Once upon a time as recently as yesterday, I lived in a world in which Google Translate was an imperfect but useful tool. I could ask it my best guess of what someone had said to me, and it would spit out a decent explantion of what we were talking about. I could point my phone camera at a wall-label in a museum, and out would come the information I was reading about in a language I can speak. This all was incredibly useful, particularly on my Asian trip last summer.
Another thing I happened to use Google Translate for was as a short-cut in my research. Now, I’ve been trained up with the best of them. I know that looking at the original language of, say, a medieval charter is the best and most accurate way to understand that document’s meaning. Nevertheless, when working at volume, it can be handy to skim, and while I can get in the groove with modern German, my medieval Alemannic dialect reading is slower-paced. If I want a really fast assessment of something, there’s nothing like my native tongue, which is English, as you’ve probably guessed by now.
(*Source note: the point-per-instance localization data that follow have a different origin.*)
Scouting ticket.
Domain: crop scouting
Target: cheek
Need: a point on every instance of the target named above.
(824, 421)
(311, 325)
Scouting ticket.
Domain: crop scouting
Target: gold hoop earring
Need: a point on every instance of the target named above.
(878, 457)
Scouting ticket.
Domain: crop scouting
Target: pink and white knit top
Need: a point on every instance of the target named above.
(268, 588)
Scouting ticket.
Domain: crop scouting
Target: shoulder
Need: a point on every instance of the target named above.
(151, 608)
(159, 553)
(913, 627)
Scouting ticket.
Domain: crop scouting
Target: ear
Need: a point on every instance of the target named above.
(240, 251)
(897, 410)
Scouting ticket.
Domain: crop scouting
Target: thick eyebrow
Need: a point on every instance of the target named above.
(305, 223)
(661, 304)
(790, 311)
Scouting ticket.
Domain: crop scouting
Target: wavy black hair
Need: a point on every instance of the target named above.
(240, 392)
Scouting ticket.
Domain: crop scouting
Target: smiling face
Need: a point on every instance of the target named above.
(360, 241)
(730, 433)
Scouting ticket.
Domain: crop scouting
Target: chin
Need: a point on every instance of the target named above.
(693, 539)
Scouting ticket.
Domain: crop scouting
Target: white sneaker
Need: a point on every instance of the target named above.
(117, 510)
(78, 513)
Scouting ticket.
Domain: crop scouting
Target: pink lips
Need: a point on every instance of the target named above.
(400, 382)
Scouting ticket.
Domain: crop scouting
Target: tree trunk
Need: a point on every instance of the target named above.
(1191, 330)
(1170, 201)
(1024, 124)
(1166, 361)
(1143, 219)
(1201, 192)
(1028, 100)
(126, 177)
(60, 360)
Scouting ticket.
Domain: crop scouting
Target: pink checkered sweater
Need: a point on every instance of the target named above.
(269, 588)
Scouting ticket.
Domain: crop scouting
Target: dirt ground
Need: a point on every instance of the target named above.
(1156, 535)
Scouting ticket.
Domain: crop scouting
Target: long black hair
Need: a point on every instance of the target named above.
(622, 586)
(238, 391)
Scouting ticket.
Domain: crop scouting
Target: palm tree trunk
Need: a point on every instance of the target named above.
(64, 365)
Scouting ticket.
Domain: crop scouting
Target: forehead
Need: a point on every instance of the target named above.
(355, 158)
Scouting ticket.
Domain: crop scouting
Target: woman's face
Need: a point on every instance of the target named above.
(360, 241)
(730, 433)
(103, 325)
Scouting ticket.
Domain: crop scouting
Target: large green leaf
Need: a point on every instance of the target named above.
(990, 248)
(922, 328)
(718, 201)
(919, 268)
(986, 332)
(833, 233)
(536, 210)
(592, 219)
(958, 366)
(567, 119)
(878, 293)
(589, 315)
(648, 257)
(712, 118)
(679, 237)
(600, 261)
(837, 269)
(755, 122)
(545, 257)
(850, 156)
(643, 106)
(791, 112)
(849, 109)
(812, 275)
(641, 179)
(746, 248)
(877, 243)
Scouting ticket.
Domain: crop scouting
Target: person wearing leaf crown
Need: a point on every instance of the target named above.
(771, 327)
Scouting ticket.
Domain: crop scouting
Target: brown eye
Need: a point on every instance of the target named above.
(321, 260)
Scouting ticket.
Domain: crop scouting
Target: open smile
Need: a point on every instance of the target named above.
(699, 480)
So, when looking over the roughly 200 charters relevant to the current chapter, I’ve been going through them quickly via google translate to see if there’s utility in doing the close-up work of line-by-line and word-by-word reading. About one out of every 5 will have a topic of particular interest. I can skim a 69-line whole-side-of-a-cow sized parchment charter in its janky English translation in about 10 minutes. I can read said document directly in something more like 45 minutes.
Let’s think about the math:
- To skim English: 10x200 = 2,000 minutes, or roughly 30 hours of reading.
- To read medieval Alemannic: 45x200=9,000, or roughly 150 hours of reading
Okay, I’ll even be fair; add back another 20 hours for going through the targeted documents in detail and I’m still looking at the difference between 50 hours of work and 150 hours of work.
Why am I heated up about this topic? Well, they broke google translate last night.
Let me say that again, with all the feels:
THEY BROKE GOOGLE TRANSLATE LAST NIGHT.
I have receipts, of course. I’m going to share just one, because it’s been a long and stressful day this morning (bwahaha).
Here’s a clause out of one of my documents:
3. brieff Alsz dann der vorgemelt keb hailig Santgall unnser hußsatter Jarlichen ain Suma gebt Im den vigrechten der gestifften Jorlichen Jarzeten
Here’s its translation, as of yesterday:
Usable, right? Tells me the basics of what’s going on. Is it elegant? No. Is it fully accurate? Also no. It is, I think we’d all agree, a janky translation. (Oxford definition of janky: “of extremely poor or unreliable quality.”).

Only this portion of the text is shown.